Reconciliar é decolonizar

Legenda: As técnicas de escultura em cerâmica e entalhamento para representações do humano já eram conhecidas dos povos mesoamericanos desde o século XIV antes da era comum. Créditos: Colagem montado no Canva por Luciene Silva a partir de imagens do wikicommons e do autor.

O egresso Carlos Mometti, atualmente pesquisador visitante da Concordia University do Canadá e membro do EDILab (Equity, Diversity and Identity) - Concordia University, descreve formas de decolonizar visões pré-estabelecidas. 

Carlos Mometti

Educador, Professor, Pesquisador, Feminista, Não bolsonarista e, sobretudo, amante da escrita. Atuo nas seguintes linhas de pesquisa: Decolonização cultural, Currículo, Ensino de Física e Educação Matemática nos Anos Iniciais.

Contato: carlosmometti@usp.br 

22 de abril de 2024 | 10:00

Nos últimos vinte anos os debates e discussões acerca do processo de colonização ocorrido nos países do continente americano, especialmente nas Américas Central, Caribe e do Sul, têm sido cada vez mais intensos. Tal fato se deve às mudanças paradigmáticas que vimos sofrendo no campo epistemológico, bem como às necessidades de "reconciliação" com nossas próprias identidades culturais e, por que não dizer, sociológicas.

Nesse sentido, quando utilizamos o termo reconciliação queremos dizer não apenas um reencontro com nossas identidades originárias ligadas ao território em que nascemos, mas também a uma descoberta daquelas, uma vez que apesar de sermos um resultado do processo colonizador, carregamos conosco nossa ancestralidade cultural-sociológica. 

Assim, tomamos contato com quatro pontos essenciais e que merecem nossa atenção: i. O processo de colonização como uma invenção europeia do século XV; ii. A destruição de culturas em detrimento da ocupação de territórios outros; iii. A escrita da própria história assumindo como foco uma identidade específica; iv. A ideia de sujeito e de conhecimento válido. Desse modo, o primeiro ponto refere-se àquilo que Quijano (1992; 2019) traz como a necessidade da Europa central, especialmente os reinos da França, Castilla e Leão (atual Espanha), Portugal e Inglês, de expandir seus mercados para além do continente e buscar formas outras para produzir e acumular riquezas.

A expansão ultramarina iniciada no final do século XV pelo reino de Portugal teve consequências importantes no campo econômico, social e político. Nenhum reino europeu gastaria tanto para uma empreitada como aquela se não tivesse como agente propulsor a própria crise interna dos seus mercados. Pode-se dizer que no final do século XV a Europa central passava por um processo de desestabilização financeira, no qual os bancos italianos - destaque para o da família florentina Médici - assumiam controle daquilo que antes era próprio das tesourarias dos reinos ou do papado.
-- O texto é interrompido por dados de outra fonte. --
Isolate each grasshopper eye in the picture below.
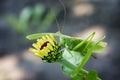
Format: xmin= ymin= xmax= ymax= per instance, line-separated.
xmin=29 ymin=34 xmax=62 ymax=63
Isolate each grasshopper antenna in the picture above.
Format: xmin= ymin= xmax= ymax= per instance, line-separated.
xmin=56 ymin=17 xmax=61 ymax=32
xmin=56 ymin=0 xmax=66 ymax=33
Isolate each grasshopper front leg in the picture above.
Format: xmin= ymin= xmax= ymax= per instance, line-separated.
xmin=71 ymin=32 xmax=104 ymax=80
xmin=73 ymin=32 xmax=95 ymax=51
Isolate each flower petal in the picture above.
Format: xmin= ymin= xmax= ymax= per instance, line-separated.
xmin=34 ymin=53 xmax=44 ymax=58
xmin=47 ymin=44 xmax=54 ymax=51
xmin=32 ymin=43 xmax=39 ymax=49
xmin=42 ymin=36 xmax=47 ymax=41
xmin=49 ymin=34 xmax=54 ymax=40
xmin=37 ymin=39 xmax=44 ymax=46
xmin=29 ymin=48 xmax=37 ymax=53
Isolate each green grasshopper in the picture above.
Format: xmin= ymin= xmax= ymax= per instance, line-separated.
xmin=26 ymin=31 xmax=107 ymax=80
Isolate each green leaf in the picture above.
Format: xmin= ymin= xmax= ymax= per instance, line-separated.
xmin=61 ymin=64 xmax=73 ymax=76
xmin=32 ymin=4 xmax=45 ymax=22
xmin=18 ymin=7 xmax=32 ymax=32
xmin=5 ymin=15 xmax=18 ymax=31
xmin=39 ymin=8 xmax=59 ymax=31
xmin=87 ymin=70 xmax=100 ymax=80
xmin=61 ymin=49 xmax=84 ymax=77
xmin=19 ymin=7 xmax=32 ymax=22
xmin=62 ymin=49 xmax=84 ymax=66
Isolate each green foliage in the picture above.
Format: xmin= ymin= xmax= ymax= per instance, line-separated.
xmin=5 ymin=4 xmax=59 ymax=34
xmin=32 ymin=4 xmax=45 ymax=22
xmin=87 ymin=70 xmax=99 ymax=80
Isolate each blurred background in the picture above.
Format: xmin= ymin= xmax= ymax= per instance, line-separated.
xmin=0 ymin=0 xmax=120 ymax=80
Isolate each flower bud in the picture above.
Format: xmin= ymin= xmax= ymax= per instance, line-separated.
xmin=29 ymin=34 xmax=62 ymax=63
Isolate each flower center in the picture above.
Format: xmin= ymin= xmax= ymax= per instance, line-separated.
xmin=40 ymin=41 xmax=49 ymax=50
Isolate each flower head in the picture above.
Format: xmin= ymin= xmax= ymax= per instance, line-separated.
xmin=29 ymin=34 xmax=62 ymax=63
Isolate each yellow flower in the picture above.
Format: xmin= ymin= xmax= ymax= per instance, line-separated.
xmin=29 ymin=34 xmax=62 ymax=63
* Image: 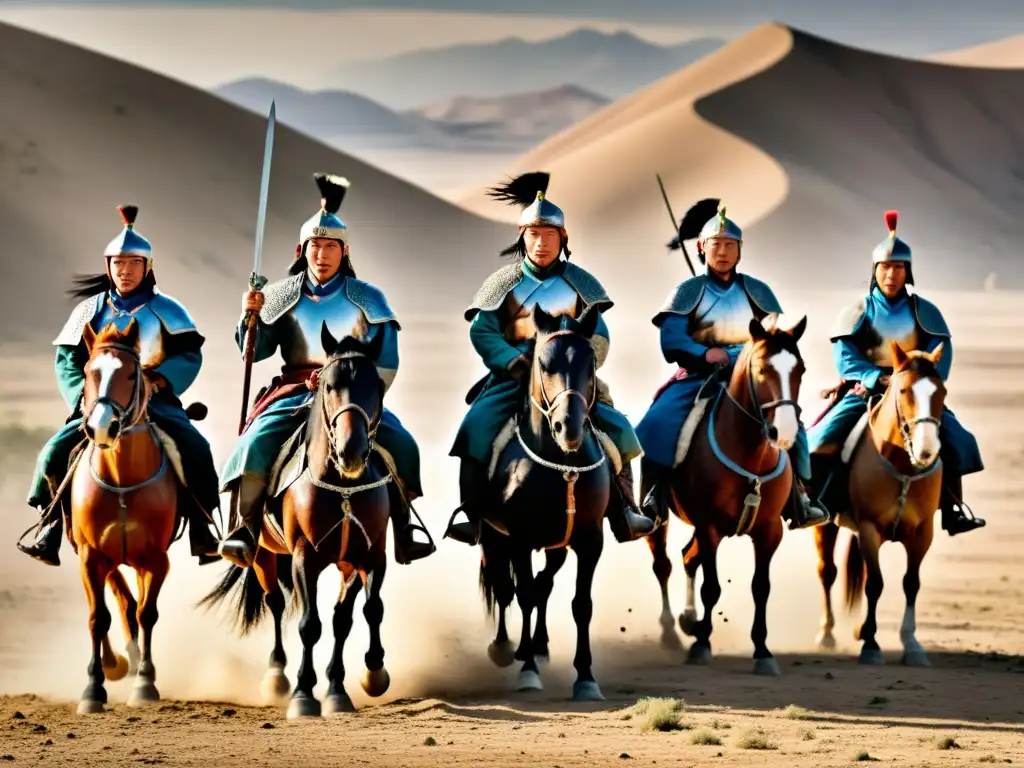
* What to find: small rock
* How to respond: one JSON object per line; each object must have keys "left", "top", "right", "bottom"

{"left": 620, "top": 753, "right": 632, "bottom": 760}
{"left": 221, "top": 709, "right": 236, "bottom": 717}
{"left": 66, "top": 733, "right": 75, "bottom": 739}
{"left": 825, "top": 672, "right": 835, "bottom": 680}
{"left": 126, "top": 717, "right": 140, "bottom": 723}
{"left": 32, "top": 725, "right": 46, "bottom": 733}
{"left": 261, "top": 723, "right": 275, "bottom": 729}
{"left": 43, "top": 740, "right": 52, "bottom": 746}
{"left": 722, "top": 617, "right": 728, "bottom": 623}
{"left": 0, "top": 755, "right": 12, "bottom": 762}
{"left": 620, "top": 627, "right": 626, "bottom": 633}
{"left": 10, "top": 713, "right": 24, "bottom": 720}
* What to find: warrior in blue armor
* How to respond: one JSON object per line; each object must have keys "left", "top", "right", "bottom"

{"left": 807, "top": 210, "right": 985, "bottom": 536}
{"left": 18, "top": 206, "right": 221, "bottom": 565}
{"left": 636, "top": 204, "right": 830, "bottom": 529}
{"left": 445, "top": 172, "right": 656, "bottom": 545}
{"left": 218, "top": 174, "right": 435, "bottom": 568}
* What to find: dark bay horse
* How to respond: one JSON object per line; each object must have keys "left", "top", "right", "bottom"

{"left": 640, "top": 317, "right": 809, "bottom": 675}
{"left": 813, "top": 342, "right": 946, "bottom": 666}
{"left": 73, "top": 319, "right": 184, "bottom": 713}
{"left": 478, "top": 305, "right": 610, "bottom": 701}
{"left": 202, "top": 325, "right": 396, "bottom": 717}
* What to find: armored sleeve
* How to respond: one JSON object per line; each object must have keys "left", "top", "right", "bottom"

{"left": 54, "top": 343, "right": 88, "bottom": 412}
{"left": 832, "top": 338, "right": 884, "bottom": 391}
{"left": 659, "top": 314, "right": 711, "bottom": 371}
{"left": 234, "top": 312, "right": 280, "bottom": 363}
{"left": 154, "top": 330, "right": 204, "bottom": 396}
{"left": 374, "top": 320, "right": 399, "bottom": 392}
{"left": 592, "top": 313, "right": 610, "bottom": 369}
{"left": 469, "top": 309, "right": 523, "bottom": 374}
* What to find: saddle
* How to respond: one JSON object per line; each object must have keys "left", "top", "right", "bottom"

{"left": 650, "top": 367, "right": 722, "bottom": 469}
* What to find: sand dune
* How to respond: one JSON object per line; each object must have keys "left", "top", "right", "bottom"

{"left": 465, "top": 22, "right": 1024, "bottom": 300}
{"left": 927, "top": 35, "right": 1024, "bottom": 67}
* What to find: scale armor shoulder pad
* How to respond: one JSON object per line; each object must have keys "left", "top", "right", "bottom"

{"left": 562, "top": 262, "right": 613, "bottom": 310}
{"left": 739, "top": 273, "right": 783, "bottom": 315}
{"left": 912, "top": 294, "right": 950, "bottom": 338}
{"left": 259, "top": 274, "right": 304, "bottom": 324}
{"left": 345, "top": 278, "right": 399, "bottom": 329}
{"left": 52, "top": 294, "right": 104, "bottom": 347}
{"left": 830, "top": 297, "right": 868, "bottom": 341}
{"left": 149, "top": 291, "right": 198, "bottom": 335}
{"left": 464, "top": 263, "right": 524, "bottom": 320}
{"left": 655, "top": 275, "right": 706, "bottom": 322}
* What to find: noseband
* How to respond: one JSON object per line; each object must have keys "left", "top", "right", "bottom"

{"left": 84, "top": 342, "right": 147, "bottom": 446}
{"left": 313, "top": 353, "right": 383, "bottom": 468}
{"left": 890, "top": 369, "right": 942, "bottom": 465}
{"left": 529, "top": 331, "right": 598, "bottom": 434}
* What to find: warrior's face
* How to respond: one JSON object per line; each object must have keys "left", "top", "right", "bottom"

{"left": 875, "top": 261, "right": 907, "bottom": 298}
{"left": 704, "top": 236, "right": 740, "bottom": 278}
{"left": 108, "top": 255, "right": 146, "bottom": 295}
{"left": 523, "top": 226, "right": 561, "bottom": 269}
{"left": 307, "top": 237, "right": 345, "bottom": 284}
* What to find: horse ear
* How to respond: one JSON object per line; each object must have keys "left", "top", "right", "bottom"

{"left": 891, "top": 340, "right": 909, "bottom": 370}
{"left": 748, "top": 317, "right": 768, "bottom": 341}
{"left": 82, "top": 322, "right": 97, "bottom": 353}
{"left": 928, "top": 342, "right": 945, "bottom": 365}
{"left": 123, "top": 317, "right": 141, "bottom": 350}
{"left": 532, "top": 304, "right": 557, "bottom": 335}
{"left": 578, "top": 306, "right": 600, "bottom": 338}
{"left": 788, "top": 315, "right": 808, "bottom": 343}
{"left": 321, "top": 321, "right": 338, "bottom": 357}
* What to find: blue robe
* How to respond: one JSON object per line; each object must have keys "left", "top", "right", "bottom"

{"left": 219, "top": 274, "right": 422, "bottom": 497}
{"left": 807, "top": 287, "right": 982, "bottom": 477}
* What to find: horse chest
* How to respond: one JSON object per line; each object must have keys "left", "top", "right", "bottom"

{"left": 279, "top": 293, "right": 371, "bottom": 368}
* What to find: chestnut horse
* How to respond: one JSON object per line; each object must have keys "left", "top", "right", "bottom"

{"left": 478, "top": 306, "right": 610, "bottom": 700}
{"left": 640, "top": 317, "right": 808, "bottom": 675}
{"left": 813, "top": 342, "right": 945, "bottom": 666}
{"left": 73, "top": 319, "right": 186, "bottom": 713}
{"left": 201, "top": 326, "right": 397, "bottom": 718}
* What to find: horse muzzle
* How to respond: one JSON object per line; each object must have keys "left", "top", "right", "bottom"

{"left": 85, "top": 403, "right": 121, "bottom": 448}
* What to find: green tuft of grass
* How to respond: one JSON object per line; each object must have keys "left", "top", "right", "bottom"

{"left": 937, "top": 736, "right": 962, "bottom": 750}
{"left": 853, "top": 750, "right": 876, "bottom": 761}
{"left": 802, "top": 729, "right": 816, "bottom": 741}
{"left": 690, "top": 729, "right": 722, "bottom": 746}
{"left": 423, "top": 737, "right": 437, "bottom": 746}
{"left": 634, "top": 698, "right": 687, "bottom": 732}
{"left": 736, "top": 730, "right": 777, "bottom": 750}
{"left": 782, "top": 704, "right": 811, "bottom": 720}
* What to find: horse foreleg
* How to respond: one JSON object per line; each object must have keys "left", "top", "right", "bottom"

{"left": 647, "top": 519, "right": 678, "bottom": 647}
{"left": 288, "top": 538, "right": 325, "bottom": 719}
{"left": 77, "top": 545, "right": 114, "bottom": 714}
{"left": 128, "top": 551, "right": 168, "bottom": 706}
{"left": 814, "top": 523, "right": 840, "bottom": 651}
{"left": 532, "top": 548, "right": 568, "bottom": 662}
{"left": 687, "top": 529, "right": 721, "bottom": 665}
{"left": 678, "top": 532, "right": 701, "bottom": 637}
{"left": 361, "top": 557, "right": 391, "bottom": 698}
{"left": 102, "top": 568, "right": 138, "bottom": 681}
{"left": 255, "top": 549, "right": 290, "bottom": 704}
{"left": 750, "top": 518, "right": 783, "bottom": 676}
{"left": 900, "top": 519, "right": 934, "bottom": 667}
{"left": 483, "top": 535, "right": 516, "bottom": 668}
{"left": 511, "top": 547, "right": 541, "bottom": 691}
{"left": 855, "top": 524, "right": 885, "bottom": 665}
{"left": 571, "top": 529, "right": 604, "bottom": 701}
{"left": 323, "top": 569, "right": 361, "bottom": 715}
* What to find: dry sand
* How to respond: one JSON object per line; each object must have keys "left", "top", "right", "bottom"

{"left": 927, "top": 34, "right": 1024, "bottom": 67}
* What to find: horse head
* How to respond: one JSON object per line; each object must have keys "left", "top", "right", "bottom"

{"left": 316, "top": 321, "right": 385, "bottom": 478}
{"left": 81, "top": 319, "right": 144, "bottom": 449}
{"left": 529, "top": 304, "right": 600, "bottom": 454}
{"left": 888, "top": 340, "right": 946, "bottom": 469}
{"left": 744, "top": 315, "right": 808, "bottom": 451}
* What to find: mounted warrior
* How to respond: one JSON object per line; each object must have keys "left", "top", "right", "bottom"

{"left": 445, "top": 171, "right": 655, "bottom": 545}
{"left": 636, "top": 203, "right": 829, "bottom": 530}
{"left": 19, "top": 206, "right": 221, "bottom": 565}
{"left": 807, "top": 210, "right": 985, "bottom": 536}
{"left": 217, "top": 173, "right": 435, "bottom": 568}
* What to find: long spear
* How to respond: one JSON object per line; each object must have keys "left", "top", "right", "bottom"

{"left": 655, "top": 173, "right": 720, "bottom": 276}
{"left": 238, "top": 101, "right": 275, "bottom": 435}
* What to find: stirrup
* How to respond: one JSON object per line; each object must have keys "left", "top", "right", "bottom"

{"left": 443, "top": 507, "right": 481, "bottom": 545}
{"left": 395, "top": 522, "right": 436, "bottom": 564}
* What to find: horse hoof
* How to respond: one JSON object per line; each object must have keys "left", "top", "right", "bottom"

{"left": 816, "top": 632, "right": 837, "bottom": 652}
{"left": 678, "top": 611, "right": 699, "bottom": 637}
{"left": 76, "top": 700, "right": 105, "bottom": 715}
{"left": 901, "top": 650, "right": 931, "bottom": 668}
{"left": 128, "top": 682, "right": 160, "bottom": 706}
{"left": 104, "top": 654, "right": 131, "bottom": 682}
{"left": 260, "top": 667, "right": 291, "bottom": 704}
{"left": 535, "top": 653, "right": 550, "bottom": 667}
{"left": 487, "top": 640, "right": 516, "bottom": 668}
{"left": 361, "top": 667, "right": 391, "bottom": 698}
{"left": 516, "top": 669, "right": 543, "bottom": 692}
{"left": 859, "top": 647, "right": 885, "bottom": 666}
{"left": 687, "top": 643, "right": 711, "bottom": 666}
{"left": 287, "top": 694, "right": 321, "bottom": 719}
{"left": 572, "top": 680, "right": 604, "bottom": 701}
{"left": 323, "top": 693, "right": 356, "bottom": 715}
{"left": 753, "top": 657, "right": 781, "bottom": 677}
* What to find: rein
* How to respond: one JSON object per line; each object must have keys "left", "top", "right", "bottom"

{"left": 84, "top": 342, "right": 148, "bottom": 442}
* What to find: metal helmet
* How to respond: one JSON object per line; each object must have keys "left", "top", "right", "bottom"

{"left": 487, "top": 171, "right": 570, "bottom": 257}
{"left": 298, "top": 173, "right": 350, "bottom": 250}
{"left": 103, "top": 205, "right": 153, "bottom": 269}
{"left": 872, "top": 209, "right": 912, "bottom": 264}
{"left": 695, "top": 203, "right": 742, "bottom": 262}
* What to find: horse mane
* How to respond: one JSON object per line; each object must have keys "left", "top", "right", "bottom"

{"left": 898, "top": 353, "right": 939, "bottom": 379}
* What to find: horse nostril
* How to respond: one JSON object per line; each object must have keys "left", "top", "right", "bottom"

{"left": 108, "top": 421, "right": 121, "bottom": 438}
{"left": 554, "top": 422, "right": 564, "bottom": 434}
{"left": 767, "top": 426, "right": 779, "bottom": 442}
Diante do desenvolvimento do conhecimento científico e das possibilidades que a inclusão de um "método" trouxeram para o campo epistemológico, a apropriação de novos horizontes seria não apenas possível, como necessária e urgente. Assim, lançando-se aos mares "nunca de antes navegados" (Camões, 2014, p.5) puderam tomar contato com outro território, ainda natural e livre de qualquer forma de "civilização" - na perspectiva deles, claro!

Esse contato, muito relatado pelos livros de História do Brasil como amigável e baseado no escambo de mercadorias, possibilitou a tomada de um território imenso como o Brasil, dando status e poder no caso do reino português. Ao mesmo tempo, quase que na mesma região, o reino de Castilha e Leão ocupava de modo agressivo e aniquilador um território já dominado por civilizações milenares, "avançadas" em termos sociais, políticos e epistemológicos. 

Tal ocupação, seguida do estabelecimento político de subsedes e "abençoada" pelo papado de Alexandre VI (Rodrigo Borgia) via tratado de Tordesilhas, deu carta branca aos reinos português e da futura Espanha de "entrar" e chamar de seu mais de 70% do continente americano. 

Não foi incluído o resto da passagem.